Lately, at 6:30AM, it’s still practically pitch dark — not exactly enticing weather to go out running around Somerville. So I’ve taken to running from my office after work, around 5PM. But after this weekend, when Daylight Saving Time ends, it’ll be pitch black at that time, too. But then, if my calculations are right, 6:30AM should be well lit enough to encourage me to step out of doors for running again. What a yo-yo.
Then there’s the writing. Lately, work has picked up, and I’ve been doing more e-mail-checking and task-completion here at the home office. I am trying to sanctify this early morning time, but it’s easy to see it as a great time to knock items off the ol’ to-do list. And that’s an even more tempting diversion when you’re at a crossroads with your main project, unsure how to proceed.
So, what does all of this mean? It means that no matter how you schedule your life or attempt to reclaim your time, forces outside of your control — be they astronomical or mundane — will intervene. No matter what plan you put into place, you have to be willing to adjust if you’re still committed to your goals. And if your goals seem insurmountable, you’ve just got to find some way of chipping away at them, in whatever space you can find to do so.

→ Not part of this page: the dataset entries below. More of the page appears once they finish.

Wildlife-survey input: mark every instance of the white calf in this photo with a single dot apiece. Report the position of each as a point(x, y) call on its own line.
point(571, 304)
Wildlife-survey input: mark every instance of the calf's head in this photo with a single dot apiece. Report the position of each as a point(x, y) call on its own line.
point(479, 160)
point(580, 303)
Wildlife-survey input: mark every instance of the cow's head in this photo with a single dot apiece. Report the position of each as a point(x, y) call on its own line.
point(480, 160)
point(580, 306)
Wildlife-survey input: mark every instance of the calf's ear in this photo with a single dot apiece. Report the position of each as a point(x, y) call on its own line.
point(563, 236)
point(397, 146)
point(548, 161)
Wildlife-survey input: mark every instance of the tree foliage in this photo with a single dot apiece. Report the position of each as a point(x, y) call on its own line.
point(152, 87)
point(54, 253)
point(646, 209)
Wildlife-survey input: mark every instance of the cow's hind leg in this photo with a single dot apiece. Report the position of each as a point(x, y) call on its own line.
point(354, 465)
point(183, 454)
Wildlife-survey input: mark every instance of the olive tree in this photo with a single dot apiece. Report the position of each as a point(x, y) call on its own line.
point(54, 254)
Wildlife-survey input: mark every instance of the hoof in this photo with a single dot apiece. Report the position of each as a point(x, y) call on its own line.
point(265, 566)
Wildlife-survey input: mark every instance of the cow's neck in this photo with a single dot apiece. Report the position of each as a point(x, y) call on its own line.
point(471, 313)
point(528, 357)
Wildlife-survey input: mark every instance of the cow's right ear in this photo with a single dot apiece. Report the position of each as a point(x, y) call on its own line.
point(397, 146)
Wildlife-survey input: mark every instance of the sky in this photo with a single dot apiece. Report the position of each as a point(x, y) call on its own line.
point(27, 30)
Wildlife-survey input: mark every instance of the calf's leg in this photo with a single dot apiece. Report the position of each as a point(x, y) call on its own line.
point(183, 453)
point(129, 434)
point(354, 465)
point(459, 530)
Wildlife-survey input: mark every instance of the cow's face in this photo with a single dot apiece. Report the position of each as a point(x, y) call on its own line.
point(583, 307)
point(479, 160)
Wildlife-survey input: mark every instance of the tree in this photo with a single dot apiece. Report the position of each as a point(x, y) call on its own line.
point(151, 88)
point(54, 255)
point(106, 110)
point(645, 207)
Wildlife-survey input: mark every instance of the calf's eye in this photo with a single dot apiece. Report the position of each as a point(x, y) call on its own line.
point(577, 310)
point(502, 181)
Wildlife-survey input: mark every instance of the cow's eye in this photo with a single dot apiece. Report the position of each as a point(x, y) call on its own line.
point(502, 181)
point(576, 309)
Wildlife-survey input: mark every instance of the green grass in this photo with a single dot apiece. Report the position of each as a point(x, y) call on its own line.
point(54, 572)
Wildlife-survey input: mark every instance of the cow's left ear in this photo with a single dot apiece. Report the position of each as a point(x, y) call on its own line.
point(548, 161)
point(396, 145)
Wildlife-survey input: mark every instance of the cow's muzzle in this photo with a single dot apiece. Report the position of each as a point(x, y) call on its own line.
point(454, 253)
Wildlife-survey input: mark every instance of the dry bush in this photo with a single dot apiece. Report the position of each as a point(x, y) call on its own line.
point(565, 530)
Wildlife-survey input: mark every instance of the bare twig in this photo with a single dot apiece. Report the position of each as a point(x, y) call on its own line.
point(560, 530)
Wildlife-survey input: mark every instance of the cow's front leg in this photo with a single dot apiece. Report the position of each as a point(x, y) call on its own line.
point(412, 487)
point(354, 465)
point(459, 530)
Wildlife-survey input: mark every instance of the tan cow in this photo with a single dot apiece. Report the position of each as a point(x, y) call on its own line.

Here in these early hours, it’s easy to become pensive. I’m awake a long while before my husband and many of my friends, and the world around me is dark and still, so it’s a very solitary time. I hate overhead light, so I prefer to sit in the dark by the glow of the monitor until the natural light begins to filter through my window, gradually illuminating my space. But if there is one abiding advantage of waking up this early, it is regularly seeing the sunrise out my kitchen window. The picture above was taken this morning. Sure, it ain’t over the Atlantic Ocean, but for a view from Winter Hill, it’s not too shabby at all. And while the amount of time we get to see it each day is ever-changing, the sun always comes. Everything else may change, but you can always can count on that.